Azure batch node stuck in reboot

Rahul Navin 0 Reputation points

Am running my azure batch node 24 hours and reboot once a day. currently the reboot get stuck from last 6 hours . any solution to fix it

  1. Hemalatha 14,525 Reputation points Microsoft External Staff Moderator

    Hello Rahul,

    Just checking if provided information was helpful!
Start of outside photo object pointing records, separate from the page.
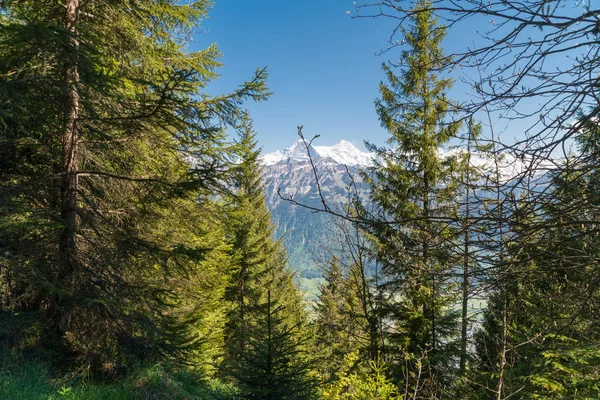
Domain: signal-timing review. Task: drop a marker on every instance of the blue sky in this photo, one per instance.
(322, 67)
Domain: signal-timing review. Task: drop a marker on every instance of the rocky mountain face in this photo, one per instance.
(310, 238)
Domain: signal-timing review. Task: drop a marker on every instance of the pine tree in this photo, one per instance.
(254, 252)
(546, 309)
(413, 190)
(101, 111)
(333, 325)
(274, 364)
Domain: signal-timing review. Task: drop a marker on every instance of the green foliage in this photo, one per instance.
(254, 253)
(413, 188)
(111, 154)
(275, 363)
(360, 382)
(31, 381)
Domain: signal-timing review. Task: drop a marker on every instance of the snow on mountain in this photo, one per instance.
(342, 153)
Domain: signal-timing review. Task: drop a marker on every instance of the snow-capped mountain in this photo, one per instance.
(308, 237)
(344, 153)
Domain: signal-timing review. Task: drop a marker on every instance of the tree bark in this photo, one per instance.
(70, 137)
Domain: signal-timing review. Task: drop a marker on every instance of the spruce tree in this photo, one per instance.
(413, 190)
(101, 114)
(333, 327)
(551, 296)
(254, 252)
(275, 364)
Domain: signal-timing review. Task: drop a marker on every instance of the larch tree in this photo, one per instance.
(107, 138)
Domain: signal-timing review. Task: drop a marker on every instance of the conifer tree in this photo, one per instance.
(332, 322)
(254, 252)
(275, 364)
(101, 111)
(412, 188)
(541, 330)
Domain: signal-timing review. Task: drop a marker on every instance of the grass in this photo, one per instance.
(31, 380)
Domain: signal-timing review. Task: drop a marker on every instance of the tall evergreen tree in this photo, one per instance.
(541, 328)
(275, 364)
(334, 329)
(101, 111)
(412, 187)
(254, 252)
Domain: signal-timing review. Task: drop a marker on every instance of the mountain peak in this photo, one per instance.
(343, 152)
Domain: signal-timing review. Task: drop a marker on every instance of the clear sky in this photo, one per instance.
(322, 67)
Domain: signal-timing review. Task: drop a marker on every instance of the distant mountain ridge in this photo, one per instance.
(308, 237)
(344, 153)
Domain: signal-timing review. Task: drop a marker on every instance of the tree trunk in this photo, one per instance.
(67, 245)
(465, 283)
Please let me know if you have any queries.

    Additionally, could you please check the private message and provide necessary details.

  2. Rahul Navin 0 Reputation points

    Hi thank you for the suggestions. i tried every possible solution still facing same issue have to create a new pool.

    node type - windows

    check the disk size - lot of empty space left,

    reimagine - step fail (error- node is in rebooting stage )
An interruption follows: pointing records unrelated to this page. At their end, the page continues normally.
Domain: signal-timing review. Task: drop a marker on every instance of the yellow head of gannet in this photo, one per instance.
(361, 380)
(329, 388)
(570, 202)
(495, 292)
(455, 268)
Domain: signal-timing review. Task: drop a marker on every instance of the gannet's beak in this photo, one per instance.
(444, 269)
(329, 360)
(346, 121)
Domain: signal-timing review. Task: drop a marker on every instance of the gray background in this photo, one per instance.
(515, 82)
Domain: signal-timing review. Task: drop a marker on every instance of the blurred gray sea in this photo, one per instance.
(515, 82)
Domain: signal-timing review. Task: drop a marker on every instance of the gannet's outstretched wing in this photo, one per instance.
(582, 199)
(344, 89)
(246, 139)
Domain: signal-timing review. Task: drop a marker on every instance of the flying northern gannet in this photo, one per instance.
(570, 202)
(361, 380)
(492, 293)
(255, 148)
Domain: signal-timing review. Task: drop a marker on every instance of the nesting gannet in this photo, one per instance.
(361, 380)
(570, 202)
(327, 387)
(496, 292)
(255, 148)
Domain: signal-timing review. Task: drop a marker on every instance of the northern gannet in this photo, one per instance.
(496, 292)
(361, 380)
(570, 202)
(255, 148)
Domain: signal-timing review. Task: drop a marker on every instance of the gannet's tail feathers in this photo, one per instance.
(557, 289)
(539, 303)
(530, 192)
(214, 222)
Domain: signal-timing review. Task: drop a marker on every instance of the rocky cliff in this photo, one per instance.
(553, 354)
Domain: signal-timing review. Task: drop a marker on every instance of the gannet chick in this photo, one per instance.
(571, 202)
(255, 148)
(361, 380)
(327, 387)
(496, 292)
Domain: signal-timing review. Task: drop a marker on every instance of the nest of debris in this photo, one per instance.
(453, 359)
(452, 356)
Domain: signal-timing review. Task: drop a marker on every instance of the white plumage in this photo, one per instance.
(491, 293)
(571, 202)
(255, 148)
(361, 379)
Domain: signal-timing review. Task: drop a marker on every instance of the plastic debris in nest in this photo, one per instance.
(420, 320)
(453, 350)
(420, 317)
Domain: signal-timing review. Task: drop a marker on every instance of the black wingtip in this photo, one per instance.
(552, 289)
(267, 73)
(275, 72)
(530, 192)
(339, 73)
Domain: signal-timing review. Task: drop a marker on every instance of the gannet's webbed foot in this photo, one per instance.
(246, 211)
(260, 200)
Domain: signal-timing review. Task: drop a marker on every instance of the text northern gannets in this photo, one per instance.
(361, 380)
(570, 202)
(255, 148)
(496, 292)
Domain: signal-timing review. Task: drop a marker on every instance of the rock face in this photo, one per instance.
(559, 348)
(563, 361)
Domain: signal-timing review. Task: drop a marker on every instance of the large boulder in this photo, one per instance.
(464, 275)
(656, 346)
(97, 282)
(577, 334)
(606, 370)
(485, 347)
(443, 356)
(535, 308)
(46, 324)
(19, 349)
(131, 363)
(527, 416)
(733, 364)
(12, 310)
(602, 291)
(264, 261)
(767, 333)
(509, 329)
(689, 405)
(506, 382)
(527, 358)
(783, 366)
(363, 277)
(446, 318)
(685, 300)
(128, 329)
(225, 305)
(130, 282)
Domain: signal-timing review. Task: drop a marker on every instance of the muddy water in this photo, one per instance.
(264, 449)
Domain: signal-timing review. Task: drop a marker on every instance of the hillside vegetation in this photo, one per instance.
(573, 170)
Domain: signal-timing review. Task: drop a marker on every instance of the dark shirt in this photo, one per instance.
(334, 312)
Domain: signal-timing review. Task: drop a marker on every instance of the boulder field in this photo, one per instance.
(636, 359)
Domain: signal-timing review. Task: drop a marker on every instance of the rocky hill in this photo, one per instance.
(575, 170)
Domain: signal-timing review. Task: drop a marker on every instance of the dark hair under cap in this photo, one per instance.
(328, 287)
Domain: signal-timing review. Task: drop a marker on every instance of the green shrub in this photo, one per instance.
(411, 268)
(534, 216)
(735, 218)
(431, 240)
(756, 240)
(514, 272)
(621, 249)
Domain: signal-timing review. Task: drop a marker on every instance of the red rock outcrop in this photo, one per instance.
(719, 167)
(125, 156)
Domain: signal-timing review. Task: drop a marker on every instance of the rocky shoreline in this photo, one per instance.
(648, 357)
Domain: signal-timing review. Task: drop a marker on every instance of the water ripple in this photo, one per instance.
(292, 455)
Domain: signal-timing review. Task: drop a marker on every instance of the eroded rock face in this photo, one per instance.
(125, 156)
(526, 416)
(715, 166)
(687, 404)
    even tried to resize - failed

    now am trying to delete that pool - deletion process still running from last 24 hours or so

    any way to connect with technical service to sort this.

    i created a ticket still no response from technical service

  3. Hemalatha 14,525 Reputation points Microsoft External Staff Moderator

    Hi Rahul,
    Could you please share the ticket number here.

  4. Rahul Navin 0 Reputation points

    ticket number - 2605220040005369


Sign in to comment

3 answers

  1. Hemalatha 14,525 Reputation points Microsoft External Staff Moderator

    Hello Rahul,

    Thank you for patience while we investigation on this issue.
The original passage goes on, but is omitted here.